Air Tanah Jakarta Tercemar 68 Persen Ini Cara Mengolah Air Tercemar
Mengatasi krisis air bersih jakarta memerlukan pemahaman mendalam tentang cara pengolahan air yang tercemar secara sistematis agar layak digunakan kembali.
Ketersediaan sumber pasokan baku bersih kini menjadi tantangan besar akibat tingginya polusi domestik dan industri.
Data dari Sekretariat Jakarta Berketahanan menunjukkan tingkat polusi yang mengkhawatirkan pada berbagai sumber air di ibu kota.

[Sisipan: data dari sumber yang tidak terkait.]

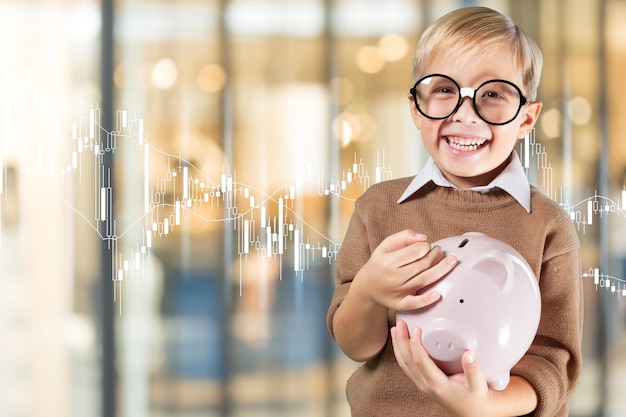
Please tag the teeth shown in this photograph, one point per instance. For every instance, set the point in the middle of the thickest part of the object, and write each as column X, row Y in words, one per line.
column 465, row 144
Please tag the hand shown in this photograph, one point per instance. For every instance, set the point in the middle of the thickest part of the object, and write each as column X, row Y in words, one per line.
column 399, row 267
column 465, row 394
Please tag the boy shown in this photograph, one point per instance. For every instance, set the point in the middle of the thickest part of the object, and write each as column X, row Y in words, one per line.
column 476, row 75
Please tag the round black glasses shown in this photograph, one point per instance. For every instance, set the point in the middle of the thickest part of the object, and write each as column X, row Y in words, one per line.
column 496, row 102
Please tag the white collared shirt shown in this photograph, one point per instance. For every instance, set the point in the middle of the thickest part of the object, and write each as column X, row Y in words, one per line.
column 513, row 180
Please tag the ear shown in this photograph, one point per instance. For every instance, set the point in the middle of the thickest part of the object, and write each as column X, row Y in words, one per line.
column 415, row 114
column 496, row 265
column 530, row 114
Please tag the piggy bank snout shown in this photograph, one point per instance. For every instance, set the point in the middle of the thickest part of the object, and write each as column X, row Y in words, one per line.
column 446, row 346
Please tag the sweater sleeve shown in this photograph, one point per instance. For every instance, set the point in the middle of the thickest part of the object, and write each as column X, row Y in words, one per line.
column 354, row 252
column 553, row 363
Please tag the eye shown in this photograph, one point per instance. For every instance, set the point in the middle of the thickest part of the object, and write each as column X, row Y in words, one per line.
column 492, row 94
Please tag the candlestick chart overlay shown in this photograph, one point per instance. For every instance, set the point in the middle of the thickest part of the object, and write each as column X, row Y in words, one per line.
column 66, row 149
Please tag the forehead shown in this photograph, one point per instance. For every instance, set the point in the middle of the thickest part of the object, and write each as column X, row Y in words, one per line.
column 470, row 67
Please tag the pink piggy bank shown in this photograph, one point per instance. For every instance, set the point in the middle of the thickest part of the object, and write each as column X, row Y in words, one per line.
column 490, row 304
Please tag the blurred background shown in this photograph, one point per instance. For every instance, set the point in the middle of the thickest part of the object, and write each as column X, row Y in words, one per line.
column 176, row 178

| Sumber Air | Tingkat Pencemaran |
|---|---|
| Air Waduk | 97,5% |
| Air Sungai | 88% |
| Air Tanah | 68% |
| Teluk Jakarta | 100% |
Berdasarkan analisis Dinas Lingkungan Hidup DKI Jakarta, rata-rata kualitas air tanah berada dalam kategori tercemar berat, terutama pada lapisan dangkal. Masyarakat sering bertanya-tanya "kenapa air tanah jakarta tercemar" hingga kondisinya begitu mengkhawatirkan untuk dikonsumsi harian. Penyebab utamanya adalah kebocoran tangki septik serta minimnya jaringan perpipaan limbah domestik terpadu di kawasan pemukiman padat.

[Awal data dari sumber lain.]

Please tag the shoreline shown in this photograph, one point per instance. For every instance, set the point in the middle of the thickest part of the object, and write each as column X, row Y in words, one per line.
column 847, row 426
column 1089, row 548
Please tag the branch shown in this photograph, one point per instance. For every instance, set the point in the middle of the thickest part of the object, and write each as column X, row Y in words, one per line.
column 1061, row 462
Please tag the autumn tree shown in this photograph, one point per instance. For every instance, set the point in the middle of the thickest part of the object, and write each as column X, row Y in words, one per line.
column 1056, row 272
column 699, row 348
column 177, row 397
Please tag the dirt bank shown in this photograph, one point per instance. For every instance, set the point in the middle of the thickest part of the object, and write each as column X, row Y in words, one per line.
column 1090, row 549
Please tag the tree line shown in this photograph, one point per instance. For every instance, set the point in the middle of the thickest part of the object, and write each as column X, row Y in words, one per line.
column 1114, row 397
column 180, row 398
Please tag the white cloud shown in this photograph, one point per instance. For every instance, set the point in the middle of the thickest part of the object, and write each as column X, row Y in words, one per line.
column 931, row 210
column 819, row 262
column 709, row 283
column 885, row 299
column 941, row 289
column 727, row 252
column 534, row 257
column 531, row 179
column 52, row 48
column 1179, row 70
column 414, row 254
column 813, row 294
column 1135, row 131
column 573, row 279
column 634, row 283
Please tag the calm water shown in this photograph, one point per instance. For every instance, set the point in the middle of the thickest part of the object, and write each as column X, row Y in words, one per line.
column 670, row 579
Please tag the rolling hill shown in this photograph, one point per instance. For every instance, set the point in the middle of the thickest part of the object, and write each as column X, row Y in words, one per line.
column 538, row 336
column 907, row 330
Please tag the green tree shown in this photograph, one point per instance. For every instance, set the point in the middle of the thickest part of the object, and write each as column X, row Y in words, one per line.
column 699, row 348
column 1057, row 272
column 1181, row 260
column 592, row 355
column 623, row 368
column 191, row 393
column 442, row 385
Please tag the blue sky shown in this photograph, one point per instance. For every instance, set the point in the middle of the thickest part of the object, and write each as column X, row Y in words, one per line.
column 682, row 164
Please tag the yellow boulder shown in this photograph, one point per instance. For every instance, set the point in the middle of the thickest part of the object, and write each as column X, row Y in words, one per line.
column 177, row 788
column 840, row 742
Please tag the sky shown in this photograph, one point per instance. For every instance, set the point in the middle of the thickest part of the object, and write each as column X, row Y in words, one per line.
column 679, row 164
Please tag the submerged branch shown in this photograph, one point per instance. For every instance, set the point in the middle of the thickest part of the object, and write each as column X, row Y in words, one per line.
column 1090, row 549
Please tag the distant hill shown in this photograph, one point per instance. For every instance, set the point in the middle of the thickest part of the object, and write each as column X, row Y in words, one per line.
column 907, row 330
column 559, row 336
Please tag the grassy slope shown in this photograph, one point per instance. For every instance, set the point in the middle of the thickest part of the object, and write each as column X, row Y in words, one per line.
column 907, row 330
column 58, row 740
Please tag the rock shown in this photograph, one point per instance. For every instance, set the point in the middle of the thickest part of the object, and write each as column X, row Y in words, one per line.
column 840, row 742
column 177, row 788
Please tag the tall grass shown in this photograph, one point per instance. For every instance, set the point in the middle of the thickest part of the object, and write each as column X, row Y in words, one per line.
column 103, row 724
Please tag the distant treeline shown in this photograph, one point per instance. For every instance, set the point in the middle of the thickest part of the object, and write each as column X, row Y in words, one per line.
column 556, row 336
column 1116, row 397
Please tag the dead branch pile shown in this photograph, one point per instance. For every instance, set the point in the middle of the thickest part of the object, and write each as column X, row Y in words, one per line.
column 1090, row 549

Menurut laporan BPS, sekitar 89,93% rumah tangga di DKI Jakarta sebenarnya sudah memiliki akses terhadap layanan sanitasi yang layak.
Namun, pengelolaan limbah cair di tingkat tapak rumah tangga masih belum sepenuhnya kedap air sehingga merembes ke akuifer dangkal. Kondisi ini diperparah oleh kenyataan bahwa jaringan perpipaan PAM JAYA baru mencapai sekitar 65% dari target total keseluruhan.
Akibatnya, masih ada sekitar 35% warga Jakarta yang belum memperoleh akses air bersih perpipaan secara merata. Untuk memenuhi kebutuhan hidup harian, sebagian besar warga terpaksa mengeksploitasi air tanah dangkal yang telah mengalami pencemaran berat.
Ditambah lagi, sekitar 95% kebutuhan pasokan baku Jakarta sangat bergantung pada daerah penyangga di luar wilayah provinsi. Ketergantungan yang tinggi ini memicu kerentanan pasokan saat wilayah hulu mengalami sedimentasi tinggi akibat pencemaran sungai yang masif. Pemerintah memperkirakan standar kebutuhan bersih masyarakat mencapai 150 liter per kapita per hari untuk aktivitas sanitasi harian.
Sementara kapasitas pasokan yang mampu dipenuhi pemerintah saat ini baru menyentuh angka kisaran 20.725 liter per detik.
Kesenjangan yang lebar ini mengharuskan kita menguasai teknik pengolahan mandiri maupun skala komunal yang adaptif terhadap air kotor.
Langkah Teknis Pengolahan Air Terkontaminasi Skala Komunal
Memulihkan kualitas air yang terkontaminasi zat kimia maupun mikroba memerlukan tahapan berurutan yang tidak boleh dilewati secara sembarangan.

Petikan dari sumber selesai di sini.